# what are butter worms like?



## Frilled13 (Mar 4, 2008)

Hi, wonderin what butterworms are like, how big, how good for the reptile, are they fatty etc. as RLF UK have just got some.
Thanks in Advance.


----------



## animal addict (Jun 1, 2008)

I just bought some for my beardie today - they arent as fatty as waxies but I dont think they are good enough to fed as a staple - good thing as they are expensive lol - my order from live food uk arrived today (ordered yesterday) so they have them in stock they are a similar size as waxies


----------



## animal addict (Jun 1, 2008)

jst like to add as well tried them out on my beardie today and he LOVES them!!! gobbled 2 down in a flash from his bowl (there were other worms in there also) so thats his lot for today but I'm glad he likes them so I havent wasted any money lol!!


----------



## Frilled13 (Mar 4, 2008)

cool, although they look bigger in their pick than waxies, btw, do u need to headcrush?


----------



## herp boy (May 4, 2007)

i was gonna try and breed them but i couldnt find the foodplant, there really expensive


----------



## animal addict (Jun 1, 2008)

I feed them like waxies, found a site which shows their nutritional value:~
Butter Worms or Trevo Worms


----------



## herp boy (May 4, 2007)

animal addict said:


> I feed them like waxies, found a site which shows their nutritional value:~
> Butter Worms or Trevo Worms


so you feed them a mix of honey and wheatabix?


----------



## animal addict (Jun 1, 2008)

lol sorry I meant I feed them to my beardie like waxies (as in chuck them in a bowl - I dont headcruch them they dont seem to be a problem) - I dont feed them anything to keep them just leave them in their tub - I only get one tub per month they spin a cocoon of their substrate which you have to break to get a few out but if you wanted to bulk buy then you can store them in the fridge to preserve them


----------



## butterworms.co.uk (Jul 8, 2008)

Hi guys, great forum,

Just to clear things up.

Butterworms can only grow, and develop in Chile. They eat and live off of the Trevo tree, and are harvested for reptile food.

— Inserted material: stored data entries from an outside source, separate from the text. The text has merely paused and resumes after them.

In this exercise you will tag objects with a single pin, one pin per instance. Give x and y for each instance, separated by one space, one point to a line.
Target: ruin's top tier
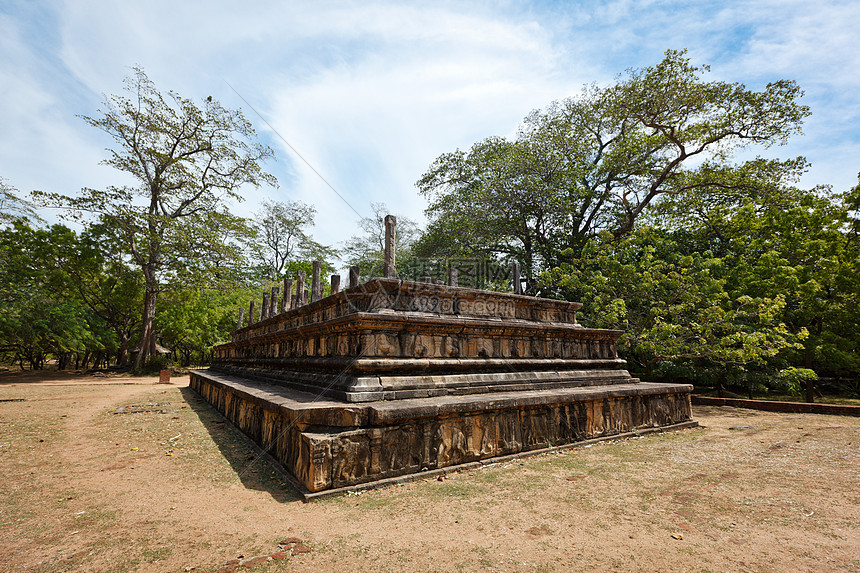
397 296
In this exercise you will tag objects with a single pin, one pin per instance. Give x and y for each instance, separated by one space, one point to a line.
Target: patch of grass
454 489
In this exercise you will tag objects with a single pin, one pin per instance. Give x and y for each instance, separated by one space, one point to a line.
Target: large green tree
597 161
281 236
188 160
367 250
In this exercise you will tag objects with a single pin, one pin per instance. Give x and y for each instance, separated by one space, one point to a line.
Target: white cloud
370 93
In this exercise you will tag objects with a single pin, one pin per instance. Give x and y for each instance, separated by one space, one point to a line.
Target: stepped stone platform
395 377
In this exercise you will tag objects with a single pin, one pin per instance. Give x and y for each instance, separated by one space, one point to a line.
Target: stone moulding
393 378
326 444
391 339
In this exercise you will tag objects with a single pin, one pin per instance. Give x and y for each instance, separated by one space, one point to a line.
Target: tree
368 250
42 315
675 307
596 162
13 207
188 161
281 236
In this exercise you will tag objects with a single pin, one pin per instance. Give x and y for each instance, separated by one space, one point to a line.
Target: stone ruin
392 377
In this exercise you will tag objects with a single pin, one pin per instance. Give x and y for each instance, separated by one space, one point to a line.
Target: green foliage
792 380
13 207
595 162
673 306
368 250
42 316
188 160
280 237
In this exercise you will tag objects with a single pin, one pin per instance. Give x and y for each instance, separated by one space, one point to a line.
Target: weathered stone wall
408 436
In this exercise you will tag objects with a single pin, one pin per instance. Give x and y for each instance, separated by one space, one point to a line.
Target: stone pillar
300 288
264 308
288 295
389 271
316 282
518 285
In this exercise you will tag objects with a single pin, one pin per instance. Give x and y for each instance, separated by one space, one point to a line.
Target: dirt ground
165 485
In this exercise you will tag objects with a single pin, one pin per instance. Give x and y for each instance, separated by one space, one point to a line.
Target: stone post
264 308
274 310
389 271
288 295
300 288
316 282
518 285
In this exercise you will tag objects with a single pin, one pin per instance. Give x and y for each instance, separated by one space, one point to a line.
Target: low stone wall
327 444
774 406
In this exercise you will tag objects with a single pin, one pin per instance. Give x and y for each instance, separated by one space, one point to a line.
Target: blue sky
370 93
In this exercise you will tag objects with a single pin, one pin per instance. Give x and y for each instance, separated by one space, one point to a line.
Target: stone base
327 444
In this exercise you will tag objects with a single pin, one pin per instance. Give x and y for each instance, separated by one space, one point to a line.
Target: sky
358 98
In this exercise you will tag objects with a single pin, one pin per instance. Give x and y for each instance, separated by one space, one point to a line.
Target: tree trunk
809 383
122 353
147 336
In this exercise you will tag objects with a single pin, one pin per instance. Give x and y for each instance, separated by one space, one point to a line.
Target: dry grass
85 489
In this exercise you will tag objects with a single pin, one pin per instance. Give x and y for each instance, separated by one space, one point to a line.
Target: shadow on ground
253 470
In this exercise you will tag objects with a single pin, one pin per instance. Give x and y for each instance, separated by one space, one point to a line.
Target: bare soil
165 485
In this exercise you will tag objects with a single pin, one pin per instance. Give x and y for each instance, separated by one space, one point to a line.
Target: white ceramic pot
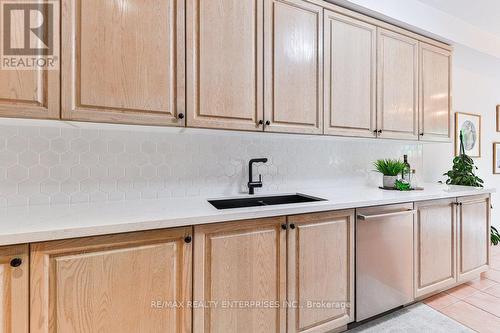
389 181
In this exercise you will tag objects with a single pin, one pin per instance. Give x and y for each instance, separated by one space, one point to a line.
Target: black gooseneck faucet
253 184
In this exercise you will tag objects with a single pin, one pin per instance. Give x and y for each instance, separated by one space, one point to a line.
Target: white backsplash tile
44 162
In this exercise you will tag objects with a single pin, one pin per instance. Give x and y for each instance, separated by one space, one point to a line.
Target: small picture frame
470 125
496 158
498 118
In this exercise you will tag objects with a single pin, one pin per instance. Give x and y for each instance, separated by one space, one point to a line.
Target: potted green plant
463 173
390 169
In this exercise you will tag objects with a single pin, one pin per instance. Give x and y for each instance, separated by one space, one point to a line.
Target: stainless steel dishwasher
384 259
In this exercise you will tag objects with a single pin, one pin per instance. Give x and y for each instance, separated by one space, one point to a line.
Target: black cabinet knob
16 262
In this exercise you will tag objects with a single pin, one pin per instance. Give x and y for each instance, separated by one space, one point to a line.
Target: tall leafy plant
463 173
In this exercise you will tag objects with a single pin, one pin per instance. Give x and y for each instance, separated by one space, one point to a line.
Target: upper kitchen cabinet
224 64
14 289
349 76
29 93
293 60
435 93
123 61
114 283
397 116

They are irradiated before leaving Chile, so they very very rarely turn into moths.

They range in size from small (thinner than a wax worm) but about the same length - ideal for babies.

Right up to around 2-3 inches. I am now able to provide some monsters. Ideal for monitors and adult beardies / water dragons. These are guaranteed huge. 

Their calcium content is much greater than pretty much all other feeders, and as you will have seen if you have tried them, reptiles go crazy for them.

I currently supply the UK with these, and if anyone is interested they are welcome to buy in bulk from me.

Livefoods currently supply in smaller quantities to make my job easier.

If anyone wants to know anymore - just ask 

Ian


----------



## animal addict (Jun 1, 2008)

butterwoms.co.uk - on your site are the normal order butterworms a mix of sizes or do you only do the huuuuge ones?


----------



## butterworms.co.uk (Jul 8, 2008)

Any order where size is not stated (100, 250, 500) you get a mixture.

I currently have some super sized ones - mainly to trial. Which are those sold as 50 per tub.

I can do up to 160 a tub of these, but they will be more expensive.

Many thanks

Ian Reynolds
www.butterworms.co.uk


----------



## roguez (Mar 19, 2007)

can they be used as a staple food due to the high calcium content instead of mealworms? i only have the one BD and a leo so 250 would last me a long time

i still plan on giving crickets just want to make sure the level of calcium is good instead of having to add supplements to thier diet


----------